!['Nostalgia marketing': How Barbie's massive marketing campaign worked so well](https://www.ctvnews.ca/content/dam/ctvnews/en/images/2023/7/24/barbie-1-6492790-1690252786833.jpg)
'Nostalgia marketing': How Barbie's massive marketing campaign worked so well
CTV
While 'Barbenheimer' certainly increased the hype for this history-making box office weekend, Barbie was already on track for a record box office before the memes kicked off, with a massive marketing campaign that experts say is difficult to replicate.
This past weekend was a huge one at the box office, with “Barbenheimer” proving it’s more than just an internet sensation.
Barbie smashed expectations, bringing in $162 million at the box office – the biggest opening weekend of the year.

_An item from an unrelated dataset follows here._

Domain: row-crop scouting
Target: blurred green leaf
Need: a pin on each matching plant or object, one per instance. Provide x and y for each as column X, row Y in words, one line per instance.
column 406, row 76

And Oppenheimer, airing the same weekend, brought in more than $82 million, combining for the fourth largest box office weekend in North American history.

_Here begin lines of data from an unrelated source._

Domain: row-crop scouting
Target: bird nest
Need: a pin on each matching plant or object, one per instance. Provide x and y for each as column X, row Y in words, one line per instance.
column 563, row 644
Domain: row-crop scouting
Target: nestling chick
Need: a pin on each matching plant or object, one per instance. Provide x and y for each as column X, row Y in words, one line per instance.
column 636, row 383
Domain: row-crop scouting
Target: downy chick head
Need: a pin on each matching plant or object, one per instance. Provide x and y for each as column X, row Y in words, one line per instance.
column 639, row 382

A big part of the history-making weekend was the memes that sprung up around the idea of doing a double feature of both films back to back, an idea which gained speed on social media due to the humour behind two films that couldn’t sound more different – one set in the world of a vividly pink toy franchise, and the other a historical film depicting the story of the development of the atomic bomb – sharing the same air date.
“That kind of excitement level is something we just haven’t seen in theatres for some time,” film critic and CTV News contributor Richard Crouse said of the reactions to the “Barbenheimer” craze. “And I love that it was organic, this wasn’t a marketing strategy.”
But while Barbenheimer certainly increased the hype, Barbie was already on track for a record box office before the memes kicked off.
“There’s not a corner of the globe that hasn’t turned pink,” President and COO of Mattel, Richard Dickson, said.